La Finlande et la Suède sont les deux plus grandes prises pour l’OTAN depuis la chute du mur de Berlin.
– Magnus Christiansson, maître de conférences à l’Académie suédoise de défense, Stockholm
Outre les États-Unis, le plus fervent défenseur de la Suède au sein de l’alliance est son dernier membre. Mettant en avant l’argument de la géographie militaire, le président finlandais Sauli Niinistö a clairement indiqué que l’adhésion de la Finlande ne serait pas complète tant que la Suède n’en ferait pas partie.
Dans la dernière ligne droite, le pivot de la Suède reflète la conviction à Stockholm qu’après avoir ajusté la législation sur le terrorisme et apporté d’autres correctifs, il n’y a plus grand-chose à faire avant les élections générales turques. Après le tremblement de terre, cependant, certains fonctionnaires suédois craignent que leur candidature ne devienne l’otage des récriminations nationales qui suivront le vote.
« La Finlande et la Suède sont les deux plus grandes prises pour l’OTAN depuis la chute du mur de Berlin », a déclaré Magnus Christiansson, maître de conférences à l’Académie suédoise de la défense à Stockholm. « Mais les élections en Turquie sont la grande inconnue du moment. Il pourrait s’agir d’une épreuve de force pour Erdogan et elle pourrait être désordonnée, de sorte que même les experts turcs ne peuvent pas dire ce qui se passera ».

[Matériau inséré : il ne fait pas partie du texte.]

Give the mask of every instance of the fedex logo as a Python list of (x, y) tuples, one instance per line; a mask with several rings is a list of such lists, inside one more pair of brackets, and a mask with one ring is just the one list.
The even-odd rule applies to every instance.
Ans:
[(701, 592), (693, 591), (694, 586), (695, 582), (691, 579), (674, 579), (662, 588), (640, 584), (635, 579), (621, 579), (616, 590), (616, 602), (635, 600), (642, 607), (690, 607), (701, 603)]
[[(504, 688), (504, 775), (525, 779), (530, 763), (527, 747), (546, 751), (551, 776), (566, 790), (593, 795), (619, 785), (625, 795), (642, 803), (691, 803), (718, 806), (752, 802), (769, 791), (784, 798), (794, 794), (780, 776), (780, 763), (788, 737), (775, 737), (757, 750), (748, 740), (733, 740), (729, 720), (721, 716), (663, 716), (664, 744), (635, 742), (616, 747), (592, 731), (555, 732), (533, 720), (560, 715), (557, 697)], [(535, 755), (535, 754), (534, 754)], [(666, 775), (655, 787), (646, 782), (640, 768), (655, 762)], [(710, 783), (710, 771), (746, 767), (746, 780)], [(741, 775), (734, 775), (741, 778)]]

Pour les mois à venir, et peut-être plus longtemps, la Suède est la dernière pièce non alignée du puzzle de la mer Baltique, en dehors du pacte de défense mutuelle de l’article cinq de l’OTAN, qui considère qu’une attaque contre l’un des membres est une attaque contre tous. Même si la Suède est plus ou moins entourée par les membres de l’OTAN, le risque d’une attaque militaire de la Russie – même si elle est préoccupée par l’Ukraine – ne peut être totalement exclu.
Bien que Stockholm ait conclu des accords de défense avec le Royaume-Uni et d’autres pays, en s’appuyant sur un accord similaire de l’UE, personne ne se soucie de spéculer sur la solidité et le caractère contraignant de ces accords politiques s’ils sont réellement mis à l’épreuve.
Pour l’analyste de sécurité suédois Jan Hallenberg, de tels accords sont, par nature, « moins contraignants et moins sûrs » que l’article cinq. « Je peux imaginer qu’ils peuvent apporter un soutien », a-t-il déclaré au Svenska Dagbladet, « mais il est impossible de savoir à ce stade quelles sont les formes de soutien et qui y participerait ».
Pour la Suède, l’attente nerveuse se poursuit.